“…they have put no difference between the holy and the profane…”
Ezekiel 22:26
Like Pavlov’s salivating dogs, the predictable liberal calls for gun control in the wake of tragedy seem to have moved to the realm of conditioned response rather than any reasoned connection to reality. The shooting of two journalists by a disgruntled fellow employee elicited the all too expected cries for increased gun control for the rest of us who don’t shoot our co-workers. Short of abolishing the second amendment, it’s hard to envision the law that would have kept a legal gun out of this man’s hands. Imagine if you will if somehow we could have kept this angry black man, a homosexual unafraid to play the race or gay card, from having a gun while his more “privileged” white counterparts were allowed to have one. How would that have played? And having been denied a gun, do we honestly believe that this horrible excuse for a human being would have chosen instead to just write a biting FaceBook update? No, of course not. He would have found a machete, a bomb, an axe, or a car to express his rage, and unfortunately you can’t regulate rage.
For those who believe that axe regulations would have given Lizzie Borden an intact family, it is difficult to have a reasonable conversation about what causes tragedies like this, and how we might change our society to diminish them. They are the true believers in the magic of big government, that laws can eliminate crime, that you can regulate morality, that you can litigate a shortcut to goodness and humanity. Real fixes usually require hard work. We so want to believe that a bottle of mystery oil will fix that bad head gasket, that some tropical berry can make us lose 20 lbs., that a pill can cure mental illness, or that laws can fix societal breakdowns. Our misplaced hopes only waste time and money, and excuse our procrastination in beginning the work it will take to fix the problem.

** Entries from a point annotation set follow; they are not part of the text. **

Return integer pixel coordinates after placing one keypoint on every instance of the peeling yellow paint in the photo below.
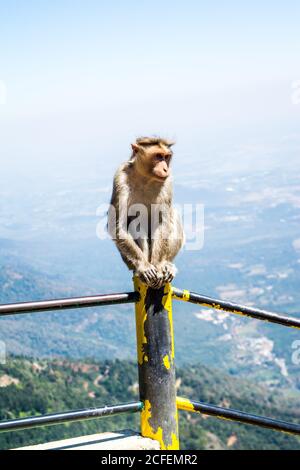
(184, 404)
(167, 362)
(147, 430)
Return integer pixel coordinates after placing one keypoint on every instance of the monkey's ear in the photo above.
(135, 148)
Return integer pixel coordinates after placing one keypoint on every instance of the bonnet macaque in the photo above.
(142, 221)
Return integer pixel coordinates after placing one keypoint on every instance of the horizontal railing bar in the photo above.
(68, 416)
(226, 306)
(64, 304)
(239, 416)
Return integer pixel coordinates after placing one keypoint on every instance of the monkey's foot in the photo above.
(166, 273)
(147, 275)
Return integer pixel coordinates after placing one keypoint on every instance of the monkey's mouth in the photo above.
(161, 177)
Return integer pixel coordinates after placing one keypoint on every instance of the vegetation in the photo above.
(30, 387)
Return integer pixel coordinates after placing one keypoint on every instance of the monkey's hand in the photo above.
(147, 273)
(166, 273)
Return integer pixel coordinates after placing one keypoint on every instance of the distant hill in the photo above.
(30, 387)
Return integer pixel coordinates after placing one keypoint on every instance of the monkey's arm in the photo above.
(131, 253)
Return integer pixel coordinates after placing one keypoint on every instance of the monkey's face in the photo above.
(154, 162)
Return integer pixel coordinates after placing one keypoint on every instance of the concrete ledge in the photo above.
(121, 440)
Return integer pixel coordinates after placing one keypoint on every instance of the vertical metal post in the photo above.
(155, 350)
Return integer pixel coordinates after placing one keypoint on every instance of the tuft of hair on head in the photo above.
(149, 141)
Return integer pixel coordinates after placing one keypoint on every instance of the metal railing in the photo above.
(158, 403)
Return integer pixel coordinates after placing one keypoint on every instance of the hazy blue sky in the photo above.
(83, 78)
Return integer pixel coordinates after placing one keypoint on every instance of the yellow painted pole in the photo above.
(155, 352)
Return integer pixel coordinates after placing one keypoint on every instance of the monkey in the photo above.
(142, 221)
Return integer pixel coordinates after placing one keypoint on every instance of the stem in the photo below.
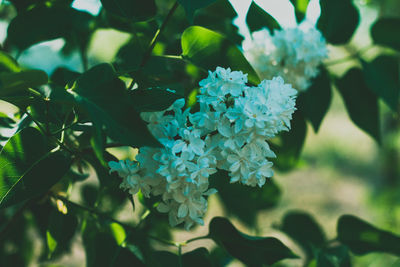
(153, 42)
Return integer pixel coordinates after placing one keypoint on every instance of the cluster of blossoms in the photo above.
(293, 53)
(229, 133)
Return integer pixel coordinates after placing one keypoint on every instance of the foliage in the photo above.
(68, 119)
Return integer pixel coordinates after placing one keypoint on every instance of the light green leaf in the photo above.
(362, 237)
(360, 102)
(27, 169)
(208, 50)
(257, 18)
(253, 251)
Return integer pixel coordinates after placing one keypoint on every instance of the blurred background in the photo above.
(341, 169)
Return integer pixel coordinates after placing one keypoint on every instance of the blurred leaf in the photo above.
(132, 10)
(302, 228)
(338, 30)
(257, 18)
(102, 249)
(43, 23)
(333, 257)
(64, 77)
(382, 77)
(27, 169)
(253, 251)
(191, 6)
(361, 237)
(153, 99)
(288, 145)
(300, 8)
(195, 258)
(7, 63)
(16, 245)
(360, 102)
(237, 198)
(219, 17)
(103, 96)
(208, 50)
(385, 32)
(314, 102)
(61, 229)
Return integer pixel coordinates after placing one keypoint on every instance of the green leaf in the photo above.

In our increasingly secularized society, and as we unnecessarily sacrifice Faith on the altar of Science, we have allowed the lines between the sacred and the profane, or common, to be blurred. There was a time when things were sacred, that are not so sacred anymore. Marriage was sacred, sex was sacred, how we treated women was sacred, how we treated children; our word was sacred, Truth was sacred, sacred honor, sacred dignity; our work and self-sufficiency were sacred, our treatment of our fellow man was sacred… life was sacred. These things were important to us, and while we have diminished the importance of the sacred we have raised the importance of the common to a point where the profane things of life cast a shadow on the sacred. We all have basic needs and desires, and in the past those needs and desires occasionally caused us to turn a blind eye to what was sacred; but we have moved beyond that in equating the two. We have equated a woman’s right to choose with a tiny human’s right to life, we have equated a man’s desire to be respected with the right of another man’s right to live, we have equated a politicians need to diplomatically lie with the idea of Truth as an absolute. We consider those who work with no more honor than those who choose not to, we render no praise to those who succeed in marriage, to those who maintain purity before marriage; we make no distinction between a whore and a lady, a gentleman and a pig; success is no more lauded than relying on government assistance. If life were a sport, we would all be receiving participation awards.
In a society that has so blurred the lines that prison is considered a lifestyle choice, and it’s wardrobe high style; where our very DNA is being treated as a suggestion, secondary to how we “identify”; where we have so diminished the sanctity of life that we are lackadaisical with trafficking in the heads of infants, even joking about “closing their eyes” so the recipients won’t be startled… in that society where our common needs and desires are put on equal footing with that which should be sacred, we must expect the less balanced among us to fail to see the lines they should not cross. Having moved the bar so low, we have made it far easier to step over.
IMHO: There is indeed a time for every purpose, and even the sacred must occasionally be infringed upon. There are times when marriages must end, lives be taken, truths left unsaid, wars be fought. We have however made those exceptional infringements commonplace, and the idea of sacred things has been diminished. As shown by Peggy Hubbard in her recent rant against black on black violence, even well placed profanity can be sacred; yet we have even profaned profanity by making cursing common. In so doing we diminish both the uplifting effect of pure conversation, and the dramatic effect of the times when taboo words actually should be used. Likewise, we have made the taking of lives common, with Planned Parenthood franchises springing up like McDonalds, and inner-city shootings as normal as school yard brawls once were. Whether through war, police actions, or drone strikes, there is never a time anymore where our government itself is not in the business of killing people. We have greatly become that people who call good evil, and evil good, and sacred things have become the collateral damage.
So well done, Kevin. When I came to the Peggy Hubbard rant, I thought how can profanity be “sacred?” However, as I listened, the impression this woman made, with gentleness and truth, placed the profane words in the background as what you heard instead, coming from her heart was – grief, anger, and great sorrow – related with peace, determination, and grace. God bless the “mommas” of this generation who are trying to raise children of character in a dark chapter of American life.